Estamos devolviendo y “pagando” los inmigrantes del Siglo XX, hambrientos y honestos trabajadores que hicieron grande al país, con emigrantes talentosos y jóvenes que la Argentina produce, que necesita ahora y necesitará mañana. De esta suerte sube el porcentaje de corruptos, delincuentes y asesinos que se quedan y no los reciben en ningún lado; ni siquiera en los países vecinos que hacen su importante aporte mandando esa mugre que acá defienden los émulos de Zaffaroni.
Se prostituye la Justicia con el descarado ingreso de militantes o de cobardes que nunca deciden, sin contar la horda de ñoquis, inútiles y excesivos, que soportamos en una burocracia inmensa e inservible, sin que nadie se haga cargo ni insinúe advertirla. Además están los muchos que trabajan para los narcos o integran sus redes, en lugar de proteger a la ciudadanía y la paz social, simplemente, se las ignoran.
El futuro en mano de impresentables absolutamente improvisados, títeres manejados por personajes e intereses espurios, que para peor tienen aún tiempo de sobra para socavar las salidas posibles, aunque difíciles. Muy difíciles.
Los personajes de la famosa novela no podían volver por la guerra y, luego, por haber desertado. Los chicos que se van están condenados a sufrir el desarraigo porque el desastre del que huyeron seguramente permanecerá para entonces. Hacer atractivo el regreso sería una labor ciclópea que, quiérase o no, debemos intentar con toda fuerza.
Somos ignorados por el mundo y dejamos en manos inexpertas funciones esenciales como la Cancillería (p.ej), actividad en la que el protocolo, la previsión y la compostura conforman gran parte del lenguaje de la representación de cualquier país que se precie. Pero la faz distintiva la constituye también el ridículo del que no se vuelve; el manoseo, el idioma y los gestos ordinarios ayudan a que los importantes nos eludan, como Merkel en el G20 y la sorpresa de Biden.

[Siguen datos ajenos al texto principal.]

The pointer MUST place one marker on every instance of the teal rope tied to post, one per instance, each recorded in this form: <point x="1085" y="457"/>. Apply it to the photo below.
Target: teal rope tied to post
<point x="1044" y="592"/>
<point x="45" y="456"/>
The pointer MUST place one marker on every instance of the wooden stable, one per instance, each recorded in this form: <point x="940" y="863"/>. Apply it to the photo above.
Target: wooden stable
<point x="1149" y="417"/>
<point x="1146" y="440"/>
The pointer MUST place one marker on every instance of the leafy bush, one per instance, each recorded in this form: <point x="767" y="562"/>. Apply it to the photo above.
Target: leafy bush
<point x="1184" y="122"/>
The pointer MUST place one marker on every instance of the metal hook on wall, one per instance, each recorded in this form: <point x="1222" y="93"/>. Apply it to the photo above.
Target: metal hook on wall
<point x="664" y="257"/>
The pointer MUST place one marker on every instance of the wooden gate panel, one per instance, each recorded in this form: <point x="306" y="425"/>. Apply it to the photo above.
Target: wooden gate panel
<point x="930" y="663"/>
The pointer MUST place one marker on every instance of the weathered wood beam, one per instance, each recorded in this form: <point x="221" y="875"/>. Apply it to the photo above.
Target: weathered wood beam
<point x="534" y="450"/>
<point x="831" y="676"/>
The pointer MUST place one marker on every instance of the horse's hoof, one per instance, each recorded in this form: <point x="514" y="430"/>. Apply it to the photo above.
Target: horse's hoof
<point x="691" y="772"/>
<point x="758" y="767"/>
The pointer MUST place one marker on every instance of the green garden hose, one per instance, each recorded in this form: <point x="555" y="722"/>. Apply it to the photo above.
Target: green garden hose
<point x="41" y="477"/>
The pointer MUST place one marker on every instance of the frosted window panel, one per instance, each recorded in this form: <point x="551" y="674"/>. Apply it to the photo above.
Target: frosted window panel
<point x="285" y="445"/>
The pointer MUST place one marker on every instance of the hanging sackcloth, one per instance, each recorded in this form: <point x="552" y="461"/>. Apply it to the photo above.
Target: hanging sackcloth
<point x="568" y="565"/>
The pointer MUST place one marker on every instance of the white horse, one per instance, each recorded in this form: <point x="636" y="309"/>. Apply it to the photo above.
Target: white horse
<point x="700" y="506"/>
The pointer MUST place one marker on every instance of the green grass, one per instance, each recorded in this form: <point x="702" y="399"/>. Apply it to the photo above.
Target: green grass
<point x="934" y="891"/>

La realidad espeluznante de Hemingway, que desterró para siempre a sus personajes, es equivalente a la desconcertante e interminable parodia social que supimos fabricar para el bochorno y miseria de muchas generaciones.
Esperemos que el “Adiós a las armas” continúe siendo una despedida de las mismas y no se convierta en una bienvenida. Ya conocemos lo que fue saltar de la sartén al fuego.